Further, an interlayer insulating layer 17 is formed over the entire surface by CVD so as to cover the surface. After that, the light shielding metal layer 18 is formed thereon by the sputtering method.

Then, the light shielding metal layer 18 is pattern-etched by the photo process and the RIE method to form the opening 18a. This opening 18a becomes the light receiving portion opening 12. At this time, by making the pattern square, the light receiving portion opening 12 can be made square.

Next, the passivation film 1 is entirely covered.
9 is formed. Further, the transparent layer 3 is formed, and the transparent layer 3 is formed into a lens shape by etching back using a resist or the like to form an OCL (on-chip lens) 11. In this way, the CCD solid-state image sensor 1 of FIG. 1 can be manufactured.

In the above example, the light receiving portion opening 12 has a square shape, but other light receiving portion openings are symmetrical in the vertical and horizontal directions and have the same opening width in both directions, for example, a circle, a regular octagon or a corner is removed. A configuration of a square or a square with rounded corners can also be adopted. Among these, FIG. 3 shows an embodiment in which the light receiving portion opening is circular.

The CCD solid-state image pickup device 21 shown in FIG. 3 has the same structure as the CCD solid-state image pickup device 1 of the embodiment shown in FIG. 1, and the light-receiving portion opening 22 is formed in a circular shape. Since other configurations are the same as those of the CCD solid-state image pickup device 1 of FIG. 1, the same reference numerals are given and description thereof will be omitted.

[0031] Since the light receiving opening 22 also in this case is in circular, as well as H and V directions of the opening width W _H, W _V is equal, therefore since the two-way resolution equal,
The distortion of the input image can be reduced.

The solid-state image pickup device of the present invention is not limited to the above-mentioned example, and various other structures can be adopted without departing from the gist of the present invention.

[0033]

According to the above-described solid-state image pickup device of the present invention, the light receiving portion opening is formed in a square shape or in a shape symmetrical with respect to the vertical direction and the horizontal direction and having the same opening width in both directions, so that the resolution in both directions is improved. Will be equal.

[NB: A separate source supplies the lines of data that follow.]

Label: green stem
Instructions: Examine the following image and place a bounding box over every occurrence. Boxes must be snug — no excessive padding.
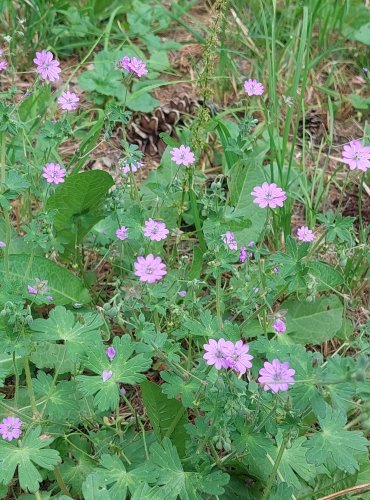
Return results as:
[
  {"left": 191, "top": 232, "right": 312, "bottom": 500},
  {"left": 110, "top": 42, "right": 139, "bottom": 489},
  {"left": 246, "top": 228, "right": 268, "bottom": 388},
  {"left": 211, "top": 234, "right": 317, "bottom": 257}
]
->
[
  {"left": 54, "top": 467, "right": 70, "bottom": 497},
  {"left": 24, "top": 356, "right": 37, "bottom": 416},
  {"left": 216, "top": 271, "right": 223, "bottom": 330},
  {"left": 261, "top": 436, "right": 288, "bottom": 500}
]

As a result, the distortion of the input image can be reduced, and the image reading accuracy of the solid-state image pickup device can be improved.

[Brief description of drawings]

FIG. 1 is a schematic plan view of an embodiment of a CCD solid-state image sensor of the present invention.

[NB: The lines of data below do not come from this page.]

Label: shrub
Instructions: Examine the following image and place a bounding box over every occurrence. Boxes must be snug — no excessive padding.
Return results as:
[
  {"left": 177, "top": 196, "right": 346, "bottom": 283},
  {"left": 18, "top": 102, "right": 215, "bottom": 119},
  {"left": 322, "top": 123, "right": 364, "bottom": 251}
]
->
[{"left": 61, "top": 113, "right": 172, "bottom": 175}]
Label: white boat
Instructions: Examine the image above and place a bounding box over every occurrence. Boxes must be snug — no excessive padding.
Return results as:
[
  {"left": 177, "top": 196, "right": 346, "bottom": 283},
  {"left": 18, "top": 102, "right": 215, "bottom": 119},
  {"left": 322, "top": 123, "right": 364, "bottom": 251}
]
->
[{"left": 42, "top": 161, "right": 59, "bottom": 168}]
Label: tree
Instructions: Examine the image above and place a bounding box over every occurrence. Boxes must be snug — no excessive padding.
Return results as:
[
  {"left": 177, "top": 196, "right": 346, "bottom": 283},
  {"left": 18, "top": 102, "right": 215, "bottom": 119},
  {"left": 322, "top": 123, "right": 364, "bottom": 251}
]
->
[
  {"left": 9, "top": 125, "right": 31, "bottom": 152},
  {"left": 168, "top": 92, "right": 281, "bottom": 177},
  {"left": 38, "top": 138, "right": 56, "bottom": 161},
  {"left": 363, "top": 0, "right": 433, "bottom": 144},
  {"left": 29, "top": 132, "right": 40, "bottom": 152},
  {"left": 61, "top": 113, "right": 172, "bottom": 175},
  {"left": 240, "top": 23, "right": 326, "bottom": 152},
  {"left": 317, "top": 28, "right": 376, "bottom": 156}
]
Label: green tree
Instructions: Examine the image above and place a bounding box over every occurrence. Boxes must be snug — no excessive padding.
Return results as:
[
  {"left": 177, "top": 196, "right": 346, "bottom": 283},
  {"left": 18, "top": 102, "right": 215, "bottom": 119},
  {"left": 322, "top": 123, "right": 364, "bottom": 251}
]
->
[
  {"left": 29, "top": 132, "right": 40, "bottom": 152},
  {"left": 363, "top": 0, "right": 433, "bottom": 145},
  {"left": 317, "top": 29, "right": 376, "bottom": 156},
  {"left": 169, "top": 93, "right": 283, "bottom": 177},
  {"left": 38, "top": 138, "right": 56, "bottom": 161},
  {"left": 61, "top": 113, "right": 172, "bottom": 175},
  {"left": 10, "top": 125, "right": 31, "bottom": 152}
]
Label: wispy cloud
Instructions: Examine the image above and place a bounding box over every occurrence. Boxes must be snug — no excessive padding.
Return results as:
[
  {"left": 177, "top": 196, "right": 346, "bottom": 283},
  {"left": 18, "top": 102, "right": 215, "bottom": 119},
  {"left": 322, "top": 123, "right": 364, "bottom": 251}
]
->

FIG. 2A is a cross-sectional view of the CCD solid-state image sensor of FIG. 1 in the H direction. B is a cross-sectional view of the CCD solid-state image sensor of FIG. 1 in the V direction.

FIG. 3 is a schematic plan view of another embodiment of the CCD solid-state imaging device of the present invention.

FIG. 4 is a schematic plan view of a conventional CCD solid-state imaging device.

5 is a sectional view of the CCD solid-state image sensor of FIG. 4 in the H direction. B is a cross-sectional view of the CCD solid-state image sensor of FIG. 4 in the V direction.

[Explanation of symbols]

1, 21, 40 CCD solid-state imaging device, 2, 51 semiconductor substrate, 3, 52 transparent layer, 11, 41 OCL (on-chip lens), 12, 22, 42 light receiving portion opening, 1
3,43 charge storage unit, 14,44 vertical transfer register,
15,45 Gate insulating film, 16,46 Transfer electrodes, 1
7,47 Interlayer insulating layer, 18,48 Light shielding metal layer, 1
9,49 passivation film, 20, 50 unit cells, 31 and 61 receiving unit, 32 and 62 reading gate portion, W _H, W _V opening width, L normal light, L 'oblique light

Claims (1)

[Claims] 1. A solid-state imaging device in which a unit cell corresponding to each pixel has a square shape, and a light receiving portion opening of each pixel has a square shape, or is symmetrical in a vertical direction and a horizontal direction, and the vertical direction is the same. And a width in the horizontal direction are equal to each other.